Some people in Japan are fans of trains. Some are fans of ekiben, which means bento usually bought at train stations to be eaten on the train.
Now, there is a new breed of fans of restaurant trains – a new kind of sightseeing train that is on track for a boom in Japan. Unlike the shinkansen, or bullet railway, these are usually local trains, which means you can actually enjoy the scenery go past slowly your the window. Shinano Railway, based in Nagano Prefecture, starting running the Rokumon Restaurant Train in July last year. (Shinano is the old name for the Nagano Prefecture.)
In case you were wondering, Rokumon – which literally means six cents – refers to the shape of the family crest of the Sanada Clan. The red ochre hue of the train is a reference to the colour of the armour used by Sanada Yukimura, hailed as one of the most brilliant war strategists in the history of Japan’s Warring States Period.
The train makes several stops along the way, and those passengers who did not opt for the full meal course (which costs 12,800 yen per peron) can get off. One of the stops is the Ueda Station, where the Sanada Clan’s castle is located. The train does slow down when it passes by the castle, but it’s of a rather humble dimension and easy to miss in a blink. (It was so small and covered by other structures I couldn’t take a photo!)
And finally, the highlight of the ride, the meal on board. This was the menu of the day. The meal was prepared by a Japanese fine dining restaurant located in Ofuse, one of the smallest towns in the prefecture.
And this was the dessert of the day – freshly made mochi with matcha!

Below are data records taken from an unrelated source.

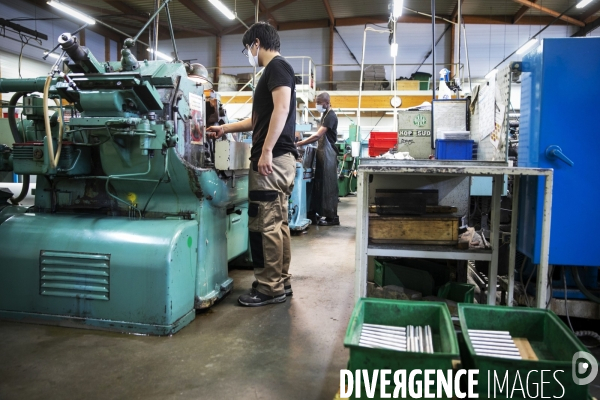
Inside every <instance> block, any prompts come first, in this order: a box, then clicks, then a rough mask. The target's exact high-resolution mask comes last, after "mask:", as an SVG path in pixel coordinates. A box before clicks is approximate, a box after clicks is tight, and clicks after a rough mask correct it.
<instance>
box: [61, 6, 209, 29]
mask: <svg viewBox="0 0 600 400" xmlns="http://www.w3.org/2000/svg"><path fill="white" fill-rule="evenodd" d="M63 3H65V4H66V5H68V6H71V7H73V8H75V9H78V10H81V11H87V12H90V11H91V12H97V13H100V14H101V15H102V16H103V17H124V18H129V19H133V20H135V21H139V22H143V23H146V22H147V21H148V17H144V16H142V15H143V13H141V12H136V13H128V12H125V11H121V13H107V12H106V11H107V10H106V9H104V8H100V7H94V6H88V5H85V4H79V3H71V2H67V1H63ZM115 8H116V7H115ZM123 13H125V14H127V15H126V16H124V15H123ZM94 18H97V17H94ZM98 19H102V18H98ZM103 22H106V23H107V24H109V25H111V24H112V23H111V22H107V21H103ZM159 25H160V26H162V27H164V28H167V30H168V28H169V23H168V22H164V21H163V22H162V23H160V24H159ZM129 28H131V29H136V28H135V27H132V26H129ZM137 30H139V28H137ZM173 30H175V31H184V32H194V33H196V34H199V35H202V36H206V35H209V36H211V35H213V33H212V32H209V31H206V30H204V29H195V28H189V27H187V26H182V25H178V24H173ZM135 33H137V31H136V32H135ZM135 33H133V35H135Z"/></svg>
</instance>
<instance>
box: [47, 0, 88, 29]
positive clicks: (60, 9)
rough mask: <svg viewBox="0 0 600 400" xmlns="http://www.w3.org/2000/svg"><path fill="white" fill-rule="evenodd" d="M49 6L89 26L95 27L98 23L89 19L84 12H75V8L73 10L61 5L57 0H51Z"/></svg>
mask: <svg viewBox="0 0 600 400" xmlns="http://www.w3.org/2000/svg"><path fill="white" fill-rule="evenodd" d="M47 3H48V4H49V5H51V6H52V7H54V8H56V9H58V10H60V11H62V12H64V13H67V14H69V15H70V16H72V17H75V18H77V19H79V20H81V21H83V22H85V23H86V24H88V25H94V24H95V23H96V21H95V20H94V19H93V18H92V17H89V16H87V15H85V14H84V13H82V12H79V11H77V10H75V9H74V8H71V7H69V6H66V5H64V4H63V3H60V2H58V1H55V0H51V1H48V2H47Z"/></svg>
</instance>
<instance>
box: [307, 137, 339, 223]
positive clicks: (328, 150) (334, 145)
mask: <svg viewBox="0 0 600 400" xmlns="http://www.w3.org/2000/svg"><path fill="white" fill-rule="evenodd" d="M318 143H319V147H318V148H317V165H316V168H315V178H314V184H313V189H312V196H311V198H312V199H311V207H310V208H311V211H314V212H316V213H317V214H319V215H320V216H321V217H326V218H333V217H335V216H337V205H338V184H337V180H338V174H337V153H338V152H337V149H336V148H335V145H333V144H331V143H330V142H329V140H328V139H327V134H325V135H323V136H322V137H321V138H320V139H319V142H318Z"/></svg>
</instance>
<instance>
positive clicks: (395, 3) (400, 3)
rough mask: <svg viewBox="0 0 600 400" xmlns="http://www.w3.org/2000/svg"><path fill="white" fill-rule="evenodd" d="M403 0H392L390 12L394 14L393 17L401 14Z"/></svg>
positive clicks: (398, 16) (402, 3) (402, 4)
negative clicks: (391, 4) (391, 6)
mask: <svg viewBox="0 0 600 400" xmlns="http://www.w3.org/2000/svg"><path fill="white" fill-rule="evenodd" d="M403 3H404V0H394V6H393V11H392V14H393V15H394V19H398V17H400V16H402V7H403Z"/></svg>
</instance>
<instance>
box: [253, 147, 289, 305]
mask: <svg viewBox="0 0 600 400" xmlns="http://www.w3.org/2000/svg"><path fill="white" fill-rule="evenodd" d="M257 164H258V162H256V161H253V162H252V167H251V168H250V175H249V183H248V197H249V198H250V204H249V206H248V217H249V219H248V230H249V231H250V232H249V236H250V251H251V252H252V262H253V264H254V276H255V277H256V281H257V282H258V287H257V290H258V291H259V292H261V293H262V294H266V295H268V296H279V295H282V294H283V293H284V289H283V287H284V286H287V285H289V281H290V277H291V275H290V274H289V269H290V262H291V260H292V252H291V240H290V228H289V226H288V197H289V196H290V195H291V193H292V189H293V187H294V177H295V175H296V159H295V158H294V156H293V155H292V154H291V153H286V154H284V155H281V156H279V157H275V158H273V172H272V173H271V174H270V175H268V176H263V175H261V174H259V173H258V169H257Z"/></svg>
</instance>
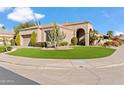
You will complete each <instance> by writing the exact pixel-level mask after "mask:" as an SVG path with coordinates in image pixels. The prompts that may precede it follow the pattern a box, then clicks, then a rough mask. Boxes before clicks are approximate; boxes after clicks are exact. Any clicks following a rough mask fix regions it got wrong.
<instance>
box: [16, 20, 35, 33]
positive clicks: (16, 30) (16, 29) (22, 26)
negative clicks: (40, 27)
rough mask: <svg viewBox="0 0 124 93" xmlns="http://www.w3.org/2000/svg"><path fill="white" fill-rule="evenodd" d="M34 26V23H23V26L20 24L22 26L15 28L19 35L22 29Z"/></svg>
mask: <svg viewBox="0 0 124 93" xmlns="http://www.w3.org/2000/svg"><path fill="white" fill-rule="evenodd" d="M32 26H35V23H33V22H26V23H22V24H20V25H17V26H15V27H14V31H15V33H16V34H17V33H18V32H19V30H20V29H24V28H27V27H32Z"/></svg>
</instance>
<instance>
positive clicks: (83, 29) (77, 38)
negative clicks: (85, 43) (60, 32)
mask: <svg viewBox="0 0 124 93" xmlns="http://www.w3.org/2000/svg"><path fill="white" fill-rule="evenodd" d="M76 36H77V39H78V43H77V45H85V30H84V29H82V28H80V29H78V30H77V33H76Z"/></svg>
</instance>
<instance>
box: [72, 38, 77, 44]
mask: <svg viewBox="0 0 124 93" xmlns="http://www.w3.org/2000/svg"><path fill="white" fill-rule="evenodd" d="M77 43H78V39H77V37H73V38H72V39H71V44H72V45H77Z"/></svg>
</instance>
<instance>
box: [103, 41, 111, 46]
mask: <svg viewBox="0 0 124 93" xmlns="http://www.w3.org/2000/svg"><path fill="white" fill-rule="evenodd" d="M103 46H111V41H106V42H105V43H104V44H103Z"/></svg>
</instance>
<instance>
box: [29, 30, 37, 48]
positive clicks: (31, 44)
mask: <svg viewBox="0 0 124 93" xmlns="http://www.w3.org/2000/svg"><path fill="white" fill-rule="evenodd" d="M30 44H31V46H35V44H36V33H35V32H32V34H31V41H30Z"/></svg>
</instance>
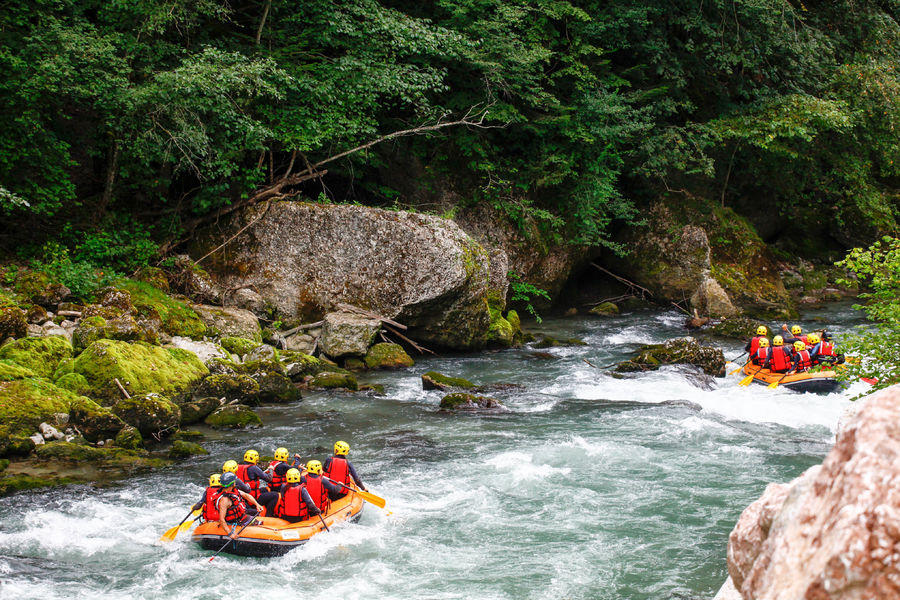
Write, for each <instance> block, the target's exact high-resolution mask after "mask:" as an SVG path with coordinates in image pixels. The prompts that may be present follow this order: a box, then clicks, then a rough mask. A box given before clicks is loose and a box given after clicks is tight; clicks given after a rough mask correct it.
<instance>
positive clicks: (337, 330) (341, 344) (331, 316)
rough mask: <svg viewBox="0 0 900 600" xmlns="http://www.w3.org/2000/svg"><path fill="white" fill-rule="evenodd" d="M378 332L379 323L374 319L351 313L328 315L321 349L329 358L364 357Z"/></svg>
mask: <svg viewBox="0 0 900 600" xmlns="http://www.w3.org/2000/svg"><path fill="white" fill-rule="evenodd" d="M380 330H381V321H378V320H376V319H369V318H367V317H362V316H359V315H356V314H353V313H343V312H334V313H328V314H327V315H325V325H324V327H323V329H322V340H321V348H322V351H323V352H324V353H325V354H327V355H328V356H330V357H331V358H341V357H344V356H364V355H365V354H366V352H367V351H368V350H369V346H370V345H371V344H372V342H373V341H374V340H375V336H376V335H378V332H379V331H380Z"/></svg>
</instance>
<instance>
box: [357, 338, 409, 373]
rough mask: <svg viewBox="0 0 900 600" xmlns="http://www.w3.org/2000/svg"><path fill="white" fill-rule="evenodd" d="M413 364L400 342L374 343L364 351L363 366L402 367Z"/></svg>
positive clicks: (390, 367) (406, 366)
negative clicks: (364, 352) (373, 343)
mask: <svg viewBox="0 0 900 600" xmlns="http://www.w3.org/2000/svg"><path fill="white" fill-rule="evenodd" d="M413 365H415V362H413V359H412V358H411V357H410V356H409V354H407V353H406V351H405V350H404V349H403V346H401V345H400V344H385V343H381V344H375V345H374V346H372V347H371V348H369V351H368V352H367V353H366V358H365V366H366V367H368V368H370V369H402V368H406V367H412V366H413Z"/></svg>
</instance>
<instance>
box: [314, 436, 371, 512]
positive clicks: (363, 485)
mask: <svg viewBox="0 0 900 600" xmlns="http://www.w3.org/2000/svg"><path fill="white" fill-rule="evenodd" d="M348 454H350V444H348V443H347V442H342V441H337V442H335V443H334V456H332V457H331V458H327V459H325V465H324V466H323V467H322V469H323V473H322V474H323V475H325V477H328V478H329V479H331V480H332V483H335V484H344V485H345V486H347V485H350V481H351V480H352V481H353V482H354V483H355V484H356V487H358V488H359V489H361V490H363V491H364V492H365V491H367V490H366V486H364V485H363V482H362V480H361V479H360V478H359V475H357V474H356V469H354V468H353V463H351V462H350V461H349V460H348V459H347V455H348ZM338 489H339V491H338V493H337V494H335V495H332V494H330V493H329V497H330V498H331V499H332V500H337V499H338V498H341V497H343V496H346V495H347V492H348V491H349V489H348V488H346V487H343V486H341V485H338Z"/></svg>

As one of the aims of the restaurant train is to introduce the lesser-known areas along the Shinano Line, the train makes several stops along the way.

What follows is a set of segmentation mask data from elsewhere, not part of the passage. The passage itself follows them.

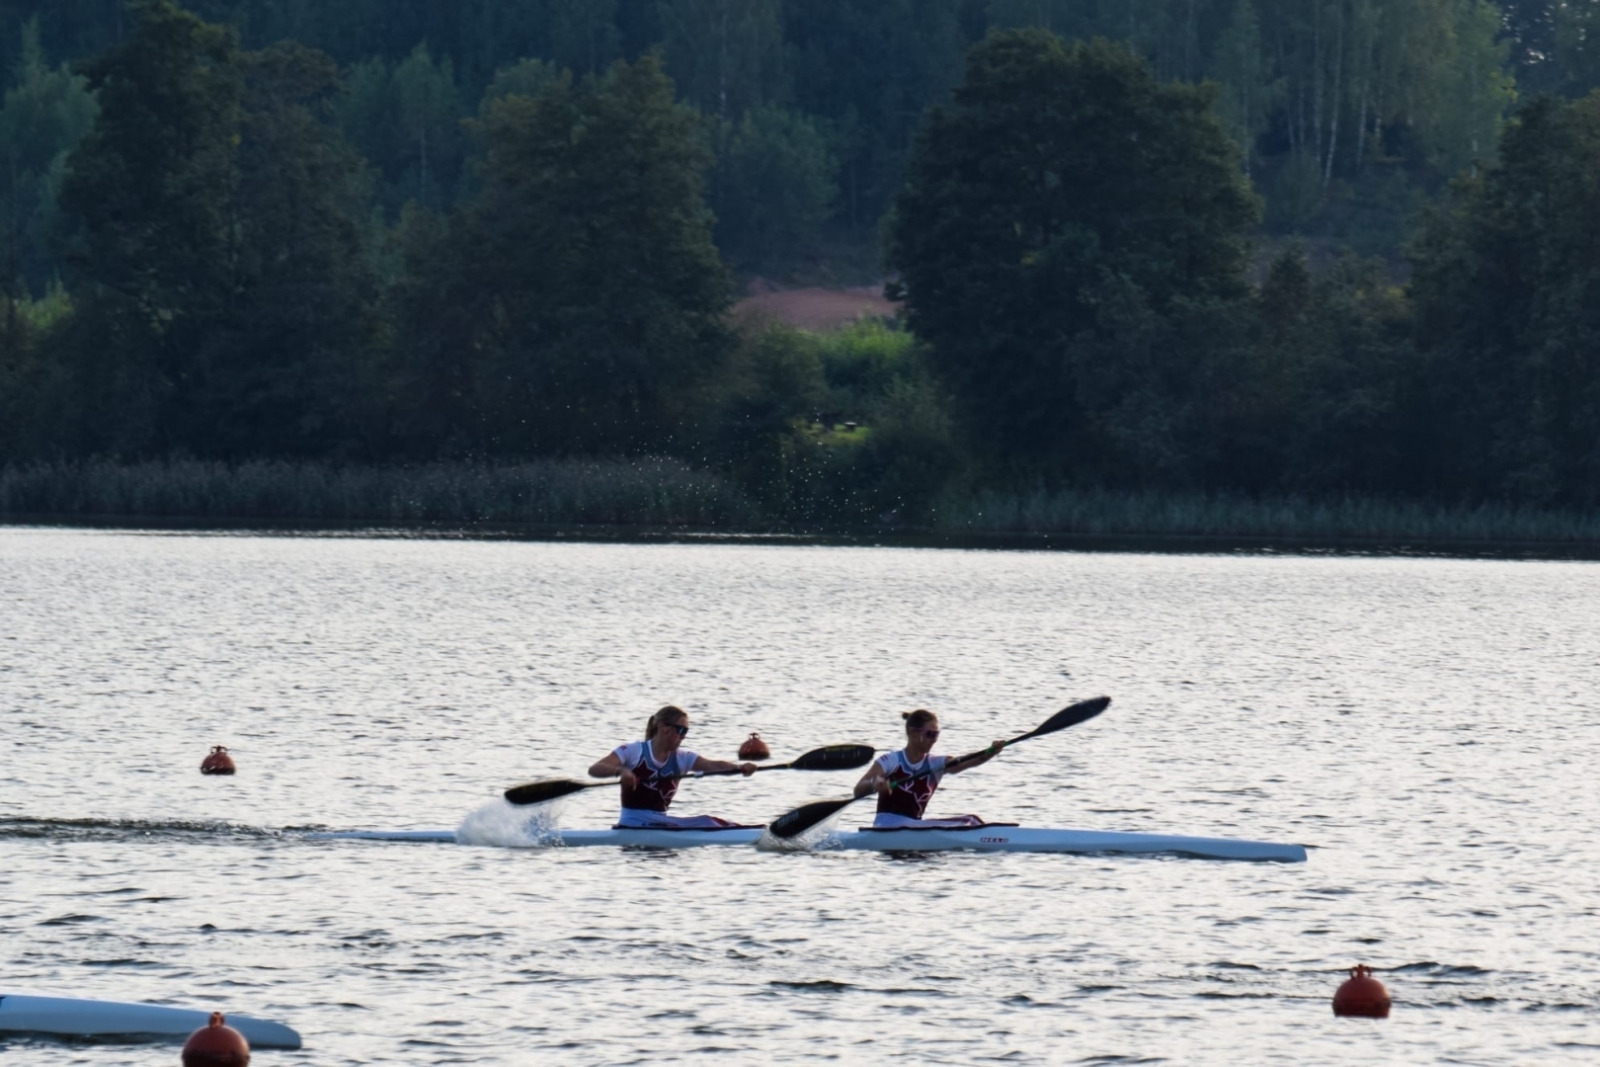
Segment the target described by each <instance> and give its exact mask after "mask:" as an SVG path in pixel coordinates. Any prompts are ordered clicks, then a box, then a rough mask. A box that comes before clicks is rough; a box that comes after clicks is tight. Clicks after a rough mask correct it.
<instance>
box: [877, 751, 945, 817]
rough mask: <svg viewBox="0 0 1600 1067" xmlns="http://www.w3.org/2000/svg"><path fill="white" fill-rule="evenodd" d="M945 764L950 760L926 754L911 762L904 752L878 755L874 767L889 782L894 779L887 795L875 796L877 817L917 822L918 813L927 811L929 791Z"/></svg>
mask: <svg viewBox="0 0 1600 1067" xmlns="http://www.w3.org/2000/svg"><path fill="white" fill-rule="evenodd" d="M949 761H950V757H944V755H931V753H930V755H925V757H923V758H922V760H918V761H915V763H912V761H910V757H907V755H906V750H904V749H901V750H899V752H885V753H883V755H880V757H878V768H880V769H882V771H883V773H885V774H886V776H888V777H890V779H894V784H893V785H891V787H890V792H888V795H885V793H882V792H880V793H878V814H894V816H901V817H904V819H920V817H922V813H923V811H926V808H928V800H930V798H931V797H933V790H936V789H938V787H939V779H942V777H944V765H946V763H949Z"/></svg>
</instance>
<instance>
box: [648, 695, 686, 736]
mask: <svg viewBox="0 0 1600 1067" xmlns="http://www.w3.org/2000/svg"><path fill="white" fill-rule="evenodd" d="M682 718H688V715H686V713H685V712H683V709H682V707H678V705H677V704H667V705H666V707H662V709H661V710H659V712H656V713H654V715H651V717H650V721H646V723H645V741H653V739H654V737H656V728H658V726H662V725H664V723H667V721H669V720H670V721H677V720H682Z"/></svg>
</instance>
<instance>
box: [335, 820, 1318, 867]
mask: <svg viewBox="0 0 1600 1067" xmlns="http://www.w3.org/2000/svg"><path fill="white" fill-rule="evenodd" d="M309 837H315V838H318V840H363V841H454V840H456V835H454V832H453V830H347V832H341V833H314V835H309ZM762 837H763V830H760V829H757V827H736V829H726V830H645V829H627V830H619V829H611V830H550V833H549V837H547V838H546V841H547V843H549V845H552V846H562V845H565V846H566V848H595V846H610V848H704V846H714V845H725V846H726V845H757V843H758V841H760V840H762ZM813 846H814V848H816V849H822V851H832V849H840V851H870V853H947V851H978V853H1114V854H1163V853H1165V854H1176V856H1197V857H1202V859H1248V861H1275V862H1290V864H1302V862H1306V848H1304V846H1301V845H1283V843H1278V841H1246V840H1240V838H1226V837H1184V835H1174V833H1120V832H1114V830H1070V829H1054V827H1016V825H981V827H968V829H936V830H870V829H862V830H843V832H838V833H830V835H827V837H822V838H821V840H818V841H816V843H814V845H813Z"/></svg>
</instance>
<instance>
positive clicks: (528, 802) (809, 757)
mask: <svg viewBox="0 0 1600 1067" xmlns="http://www.w3.org/2000/svg"><path fill="white" fill-rule="evenodd" d="M870 760H872V747H870V745H827V747H824V749H813V750H811V752H806V753H803V755H798V757H795V758H794V760H790V761H789V763H771V765H768V766H757V768H755V771H781V769H786V768H794V769H800V771H838V769H850V768H856V766H861V765H864V763H867V761H870ZM742 773H744V769H742V768H741V766H734V768H728V769H725V771H690V773H688V774H667V776H662V779H658V781H680V779H685V777H717V776H728V774H742ZM752 773H754V771H752ZM614 781H616V779H610V777H605V779H598V781H592V782H579V781H576V779H570V777H568V779H560V777H557V779H547V781H542V782H526V784H523V785H512V787H510V789H507V790H506V793H504V797H506V800H507V801H510V803H514V805H541V803H549V801H552V800H560V798H562V797H571V795H573V793H576V792H579V790H584V789H594V787H597V785H610V784H613V782H614Z"/></svg>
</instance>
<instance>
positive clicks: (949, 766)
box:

At the first stop, you can buy local onsen manjyu (buns filled with red bean paste) made specially as Rokumon Train souvenirs, and sample onsen tea and coffee (made with onsen water).
In one of the three carriages, there is a play area for children. The wooden balls and in fact, the wooden furniture, are all made from trees grown in the Nagano prefecture.
The view of Mt Asama along the way is quite a treat for the eyes.
And before you know it, you’re at the final stop – Karuizawa.
This is certainly one trip where it’s as much about the journey as the destination!